After a highly competitive training camp, Gray-Lawson fulfilled her goal when she was named to the final roster of the Phoenix Mercury for the 2011 season.
“When you’re around DT (Diana Taurasi) it’s hard not to be good. I tried to watch everything that she did, and it worked out for me.”
Now in her second season with Phoenix, Gray Lawson continues to bring the same grit and determination to the court that helped her succeed all throughout her career. Her game impressed fans, and her teammates alike, including Mercury forward DeWanna Bonner.
“She’s a hard worker. Great shooter. She does the hard work and brings a lot to the table.” Bonner commented. “She’ll come in and make a shot and get the team going. She’s an instant spark off the bench.”

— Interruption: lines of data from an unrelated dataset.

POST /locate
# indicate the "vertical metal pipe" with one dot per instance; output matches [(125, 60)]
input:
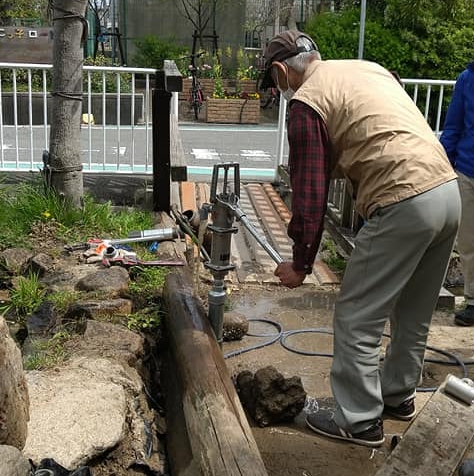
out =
[(362, 28)]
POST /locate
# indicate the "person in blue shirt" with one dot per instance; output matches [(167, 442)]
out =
[(458, 140)]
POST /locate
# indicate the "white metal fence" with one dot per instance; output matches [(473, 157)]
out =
[(116, 133)]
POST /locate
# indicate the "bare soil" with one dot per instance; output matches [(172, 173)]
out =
[(292, 449)]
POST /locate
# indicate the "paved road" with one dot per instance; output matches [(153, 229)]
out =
[(253, 147)]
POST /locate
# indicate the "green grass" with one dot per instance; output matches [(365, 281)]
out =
[(332, 257), (28, 204), (25, 204), (47, 353), (26, 295)]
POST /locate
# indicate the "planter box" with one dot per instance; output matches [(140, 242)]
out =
[(207, 86), (37, 108), (233, 111)]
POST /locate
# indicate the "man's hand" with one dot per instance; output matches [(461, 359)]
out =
[(288, 276)]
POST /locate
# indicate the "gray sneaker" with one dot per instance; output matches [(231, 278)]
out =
[(322, 422)]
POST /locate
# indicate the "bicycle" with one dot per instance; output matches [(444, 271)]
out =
[(196, 96)]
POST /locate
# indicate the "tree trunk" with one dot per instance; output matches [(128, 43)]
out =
[(65, 166)]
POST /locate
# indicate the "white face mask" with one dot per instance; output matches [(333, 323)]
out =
[(289, 93)]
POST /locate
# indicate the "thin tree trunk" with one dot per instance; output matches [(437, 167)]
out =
[(65, 166)]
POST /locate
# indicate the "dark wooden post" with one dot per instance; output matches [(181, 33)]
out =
[(167, 80)]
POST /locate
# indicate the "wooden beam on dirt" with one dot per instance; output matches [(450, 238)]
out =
[(208, 432), (435, 441)]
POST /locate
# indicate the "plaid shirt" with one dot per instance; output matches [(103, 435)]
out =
[(309, 167)]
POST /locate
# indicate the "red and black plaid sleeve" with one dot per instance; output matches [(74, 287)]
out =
[(309, 175)]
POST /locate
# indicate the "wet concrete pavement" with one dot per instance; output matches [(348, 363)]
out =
[(305, 318)]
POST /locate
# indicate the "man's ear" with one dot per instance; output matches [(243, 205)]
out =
[(279, 69)]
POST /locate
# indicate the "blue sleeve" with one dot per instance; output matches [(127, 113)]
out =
[(454, 123)]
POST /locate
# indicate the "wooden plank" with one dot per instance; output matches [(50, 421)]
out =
[(208, 432), (435, 441)]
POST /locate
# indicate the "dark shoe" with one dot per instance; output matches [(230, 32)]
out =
[(405, 411), (322, 422), (465, 317)]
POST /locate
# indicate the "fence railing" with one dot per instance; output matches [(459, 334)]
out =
[(116, 131)]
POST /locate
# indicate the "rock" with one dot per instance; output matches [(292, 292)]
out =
[(42, 321), (12, 462), (81, 411), (94, 309), (40, 264), (269, 397), (113, 281), (467, 467), (120, 344), (235, 326), (14, 401), (66, 277), (15, 260)]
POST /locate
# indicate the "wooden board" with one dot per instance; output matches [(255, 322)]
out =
[(208, 432), (435, 441)]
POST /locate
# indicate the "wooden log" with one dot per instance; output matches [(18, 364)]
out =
[(435, 441), (208, 432)]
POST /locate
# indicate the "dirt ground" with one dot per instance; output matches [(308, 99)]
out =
[(292, 449)]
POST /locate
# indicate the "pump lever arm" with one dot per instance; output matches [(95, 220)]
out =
[(242, 217)]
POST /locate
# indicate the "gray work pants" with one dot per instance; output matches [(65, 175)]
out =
[(394, 274), (465, 242)]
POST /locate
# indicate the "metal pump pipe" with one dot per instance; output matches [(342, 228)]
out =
[(224, 209)]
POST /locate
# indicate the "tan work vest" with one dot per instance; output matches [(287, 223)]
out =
[(380, 141)]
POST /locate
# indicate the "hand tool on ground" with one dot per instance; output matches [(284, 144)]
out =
[(159, 234), (134, 261)]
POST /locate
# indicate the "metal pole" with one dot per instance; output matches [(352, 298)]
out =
[(280, 134), (363, 5)]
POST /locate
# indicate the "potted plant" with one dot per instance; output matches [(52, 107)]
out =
[(231, 107)]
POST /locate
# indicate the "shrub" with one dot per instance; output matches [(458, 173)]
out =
[(152, 51)]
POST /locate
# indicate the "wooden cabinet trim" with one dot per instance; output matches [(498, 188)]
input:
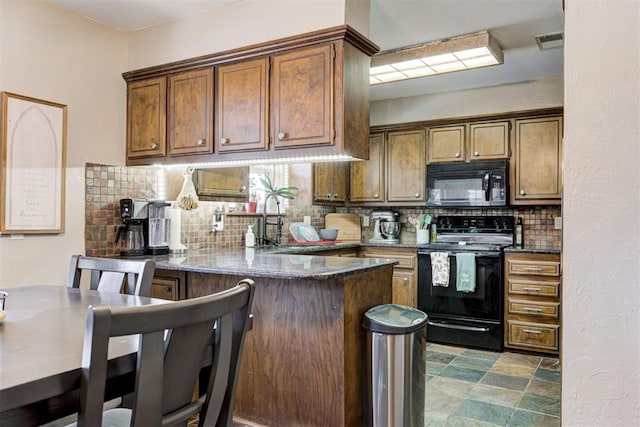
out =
[(302, 97), (242, 106), (190, 112), (533, 267), (146, 118)]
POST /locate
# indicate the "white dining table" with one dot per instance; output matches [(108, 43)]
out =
[(41, 342)]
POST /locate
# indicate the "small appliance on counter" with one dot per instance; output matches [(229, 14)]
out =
[(386, 228), (159, 228), (134, 216)]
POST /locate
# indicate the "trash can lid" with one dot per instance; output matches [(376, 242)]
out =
[(394, 319)]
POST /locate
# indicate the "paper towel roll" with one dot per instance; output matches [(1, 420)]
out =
[(174, 215)]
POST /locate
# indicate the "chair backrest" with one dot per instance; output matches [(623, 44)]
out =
[(176, 340), (113, 275)]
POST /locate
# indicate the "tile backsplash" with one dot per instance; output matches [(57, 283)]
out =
[(106, 185)]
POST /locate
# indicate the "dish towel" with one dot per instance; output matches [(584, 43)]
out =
[(440, 269), (465, 272)]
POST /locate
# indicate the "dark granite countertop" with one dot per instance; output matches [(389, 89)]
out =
[(270, 263)]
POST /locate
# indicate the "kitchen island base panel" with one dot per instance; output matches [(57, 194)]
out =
[(304, 362)]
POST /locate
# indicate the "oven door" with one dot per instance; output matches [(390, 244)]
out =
[(485, 303)]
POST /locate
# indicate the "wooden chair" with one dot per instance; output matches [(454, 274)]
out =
[(109, 274), (169, 364)]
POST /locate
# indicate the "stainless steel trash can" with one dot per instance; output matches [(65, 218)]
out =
[(396, 359)]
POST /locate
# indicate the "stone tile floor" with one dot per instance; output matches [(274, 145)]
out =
[(475, 388)]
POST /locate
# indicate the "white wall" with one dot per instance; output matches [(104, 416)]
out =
[(232, 26), (544, 93), (601, 210), (54, 55)]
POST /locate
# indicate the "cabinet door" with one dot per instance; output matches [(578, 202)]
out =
[(191, 112), (367, 176), (406, 166), (446, 144), (330, 182), (222, 183), (537, 162), (146, 118), (241, 108), (403, 286), (489, 140), (303, 97)]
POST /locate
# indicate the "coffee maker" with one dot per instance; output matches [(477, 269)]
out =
[(134, 216), (386, 228)]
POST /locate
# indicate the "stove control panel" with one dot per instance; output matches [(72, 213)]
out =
[(476, 224)]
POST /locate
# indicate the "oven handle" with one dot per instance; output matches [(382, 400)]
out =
[(461, 327), (496, 254)]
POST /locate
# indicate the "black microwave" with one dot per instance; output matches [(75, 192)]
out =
[(468, 185)]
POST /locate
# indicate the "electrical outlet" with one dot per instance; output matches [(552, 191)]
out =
[(557, 223)]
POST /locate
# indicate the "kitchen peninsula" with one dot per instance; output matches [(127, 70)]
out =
[(304, 360)]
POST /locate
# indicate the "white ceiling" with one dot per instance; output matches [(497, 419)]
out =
[(396, 23)]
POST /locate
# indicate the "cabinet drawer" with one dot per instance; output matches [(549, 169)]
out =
[(404, 261), (533, 308), (534, 287), (538, 268), (533, 335)]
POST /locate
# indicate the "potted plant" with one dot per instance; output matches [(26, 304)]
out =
[(275, 192)]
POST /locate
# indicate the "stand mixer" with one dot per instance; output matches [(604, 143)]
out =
[(386, 228)]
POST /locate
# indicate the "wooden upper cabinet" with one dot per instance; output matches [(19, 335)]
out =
[(406, 166), (242, 106), (488, 141), (330, 182), (367, 176), (146, 118), (537, 161), (222, 183), (302, 83), (446, 144), (191, 112)]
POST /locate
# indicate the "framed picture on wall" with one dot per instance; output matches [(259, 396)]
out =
[(32, 173)]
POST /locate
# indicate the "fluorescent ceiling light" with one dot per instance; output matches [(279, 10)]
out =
[(438, 57)]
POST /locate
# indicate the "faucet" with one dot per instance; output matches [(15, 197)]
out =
[(278, 223)]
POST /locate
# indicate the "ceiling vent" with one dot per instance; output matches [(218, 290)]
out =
[(549, 41)]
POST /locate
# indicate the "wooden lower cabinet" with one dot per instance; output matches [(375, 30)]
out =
[(405, 273), (532, 302), (169, 284)]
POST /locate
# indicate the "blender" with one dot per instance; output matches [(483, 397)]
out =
[(159, 228), (386, 228)]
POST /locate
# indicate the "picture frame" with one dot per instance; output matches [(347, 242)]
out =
[(33, 144)]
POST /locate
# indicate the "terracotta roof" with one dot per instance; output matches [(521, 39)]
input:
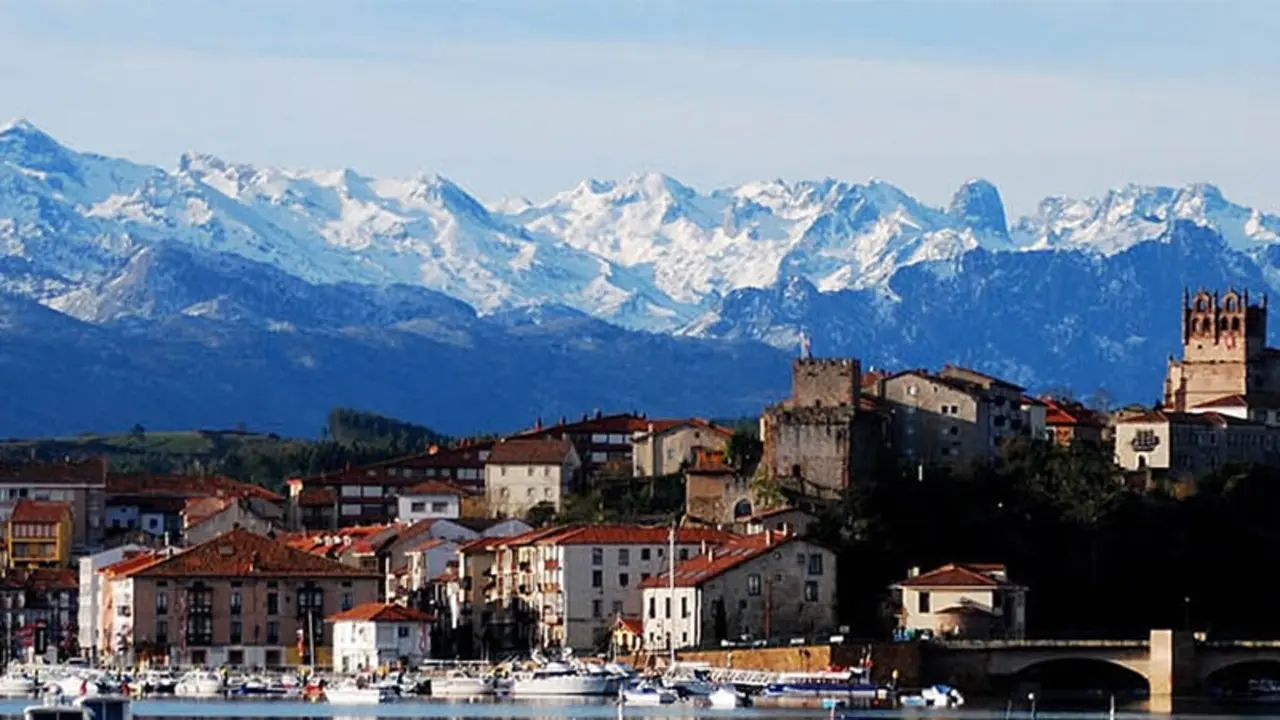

Looking back on her career, Gray-Lawson admits she could have given up when things got rough. Not that anyone would have blamed her; she has always given nothing short of her best effort. However, she chose to let adversity and challenge spark her passion to succeed, and in doing so, nothing got in her way, or even slowed her down.
She is a testament to the athletes in the WNBA who fight for a roster spot every spring – some of the hardest working athletes in basketball. With the rosters in the league holding at eleven, athletes enter training camp already behind the eight ball, with no guarantees and no promises. Their only option is to work hard, and hope that their skills outshine any of their flaws.
So even now in the first 48 hours after being cut, we know Gray-Lawson is still working hard and soon the phone will ring again to take her to a new basketball destination.